Auch die kürzlich vom Statistischen Bundesamt veröffentlichten Zahlen zu den 2012 fertig gestellten Mietwohnungen haben bewiesen, dass die Rahmenbedingungen für den Bau neuer und bezahlbarer Mietwohnungen angesichts der hohen energetischen Anforderungen und der steigenden Energie- und Baukosten sehr unvorteilhaft sind: Mit einem Plus von nur 7,7 Prozent liegt die Zahl neu gebauter Wohneinheiten im Geschosswohnungsbau deutlich hinter den Erwartungen zurück. "Die Diskussionen über höhere Steuern, wie beispielsweise die Wiedereinführung einer Vermögensteuer, und Mietpreisbegrenzungen führen zu großer Unsicherheit in der Wohnungswirtschaft. So wird Neubau ausgebremst", warnte Gedaschko. Zusätzlich wirke die angedachte Verschärfung der Energieeinsparverordnung im Neubau kontraproduktiv. Die Politik sei gefordert, vor Ort Bündnisse mit Wohnungsunternehmen zu unterstützen und vermehrt kommunale Grundstücke verbilligt an Wohnungsbauinvestoren abzugeben. Darüber hinaus könne eine Verdopplung der linearen Abschreibung für Abnutzung (AfA) von 2 auf 4 Prozent weitere Impulse für den Wohnungsbau geben.

Die Wohnungs- und Immobilienwirtschaft im GdW begrüßt die kürzlich erfolgte Einigung auf Seiten des Bundes, die sogenannten Entflechtungsmittel, unter die auch die Kompensationszahlungen für die soziale Wohnraumförderung fallen, bis Ende 2019 auf bisherigem Niveau von 518 Millionen Euro fortzusetzen. Es sei aber unbedingt geboten, dass die Länder die ihnen zu Verfügung stehenden Mittel auch mindestens in bisheriger Höhe für die soziale Wohnraumförderung einsetzen.

GdW Bundesverband deutscher Wohnungs- und Immobilienunternehmen e.V.
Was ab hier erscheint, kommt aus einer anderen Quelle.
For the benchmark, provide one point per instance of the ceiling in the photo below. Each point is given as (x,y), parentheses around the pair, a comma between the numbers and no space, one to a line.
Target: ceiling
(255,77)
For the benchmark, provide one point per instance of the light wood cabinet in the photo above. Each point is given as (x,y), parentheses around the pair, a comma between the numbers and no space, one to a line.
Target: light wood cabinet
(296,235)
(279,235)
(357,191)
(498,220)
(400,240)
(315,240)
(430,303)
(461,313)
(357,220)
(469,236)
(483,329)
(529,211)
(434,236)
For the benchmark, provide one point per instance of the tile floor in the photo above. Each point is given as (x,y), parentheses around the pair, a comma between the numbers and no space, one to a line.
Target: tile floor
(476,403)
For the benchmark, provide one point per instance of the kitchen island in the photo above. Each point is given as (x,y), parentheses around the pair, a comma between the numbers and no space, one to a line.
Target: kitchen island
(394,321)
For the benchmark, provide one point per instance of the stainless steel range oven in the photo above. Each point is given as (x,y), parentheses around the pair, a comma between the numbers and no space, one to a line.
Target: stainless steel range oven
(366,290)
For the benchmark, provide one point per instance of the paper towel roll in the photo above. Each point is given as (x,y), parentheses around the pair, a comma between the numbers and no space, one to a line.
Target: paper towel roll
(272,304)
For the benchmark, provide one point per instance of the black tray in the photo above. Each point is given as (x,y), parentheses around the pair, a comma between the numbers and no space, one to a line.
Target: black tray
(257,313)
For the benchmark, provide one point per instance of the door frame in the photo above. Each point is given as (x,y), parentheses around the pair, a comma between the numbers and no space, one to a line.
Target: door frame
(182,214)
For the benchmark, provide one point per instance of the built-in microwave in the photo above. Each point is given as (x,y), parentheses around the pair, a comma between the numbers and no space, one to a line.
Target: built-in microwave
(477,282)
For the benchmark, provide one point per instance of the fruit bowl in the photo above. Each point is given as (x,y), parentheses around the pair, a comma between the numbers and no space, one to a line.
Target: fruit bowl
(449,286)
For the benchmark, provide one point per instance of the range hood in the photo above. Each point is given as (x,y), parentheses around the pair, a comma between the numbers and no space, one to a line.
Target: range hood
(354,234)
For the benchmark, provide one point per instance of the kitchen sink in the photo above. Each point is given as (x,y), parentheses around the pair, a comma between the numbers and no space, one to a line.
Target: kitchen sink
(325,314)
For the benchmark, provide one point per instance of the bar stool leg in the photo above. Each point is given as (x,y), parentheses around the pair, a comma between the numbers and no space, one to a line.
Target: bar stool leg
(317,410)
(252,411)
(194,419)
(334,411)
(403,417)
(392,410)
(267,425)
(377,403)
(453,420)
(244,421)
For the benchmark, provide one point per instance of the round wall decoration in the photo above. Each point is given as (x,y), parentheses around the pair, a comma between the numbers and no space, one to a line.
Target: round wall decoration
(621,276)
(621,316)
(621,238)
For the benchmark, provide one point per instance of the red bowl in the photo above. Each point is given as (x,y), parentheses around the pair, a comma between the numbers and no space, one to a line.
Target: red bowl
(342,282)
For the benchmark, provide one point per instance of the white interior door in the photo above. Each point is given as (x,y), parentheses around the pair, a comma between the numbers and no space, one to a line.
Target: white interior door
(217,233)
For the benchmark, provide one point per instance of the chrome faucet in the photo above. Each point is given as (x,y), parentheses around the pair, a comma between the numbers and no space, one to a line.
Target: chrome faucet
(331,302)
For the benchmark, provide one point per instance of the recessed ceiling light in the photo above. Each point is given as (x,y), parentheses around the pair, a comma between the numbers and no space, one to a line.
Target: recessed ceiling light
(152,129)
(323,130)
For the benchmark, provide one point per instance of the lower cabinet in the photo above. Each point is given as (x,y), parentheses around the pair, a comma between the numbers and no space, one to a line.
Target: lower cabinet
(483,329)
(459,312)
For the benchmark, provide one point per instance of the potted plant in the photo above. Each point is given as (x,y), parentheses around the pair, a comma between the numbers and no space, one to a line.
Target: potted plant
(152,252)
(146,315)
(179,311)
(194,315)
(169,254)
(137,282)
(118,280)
Der GdW Bundesverband deutscher Wohnungs- und Immobilienunternehmen vertritt als größter deutscher Branchendachverband bundesweit und auf europäischer Ebene rund 3.000 kommunale, genossenschaftliche, kirchliche, privatwirtschaftliche, landes- und bundeseigene Wohnungsunternehmen. Sie be-wirtschaften rd. 6 Mio. Wohnungen, in denen über 13 Mio. Menschen wohnen. Der GdW repräsentiert damit Wohnungsunternehmen, die fast 30 Prozent aller Mietwohnungen in Deutschland bewirtschaften.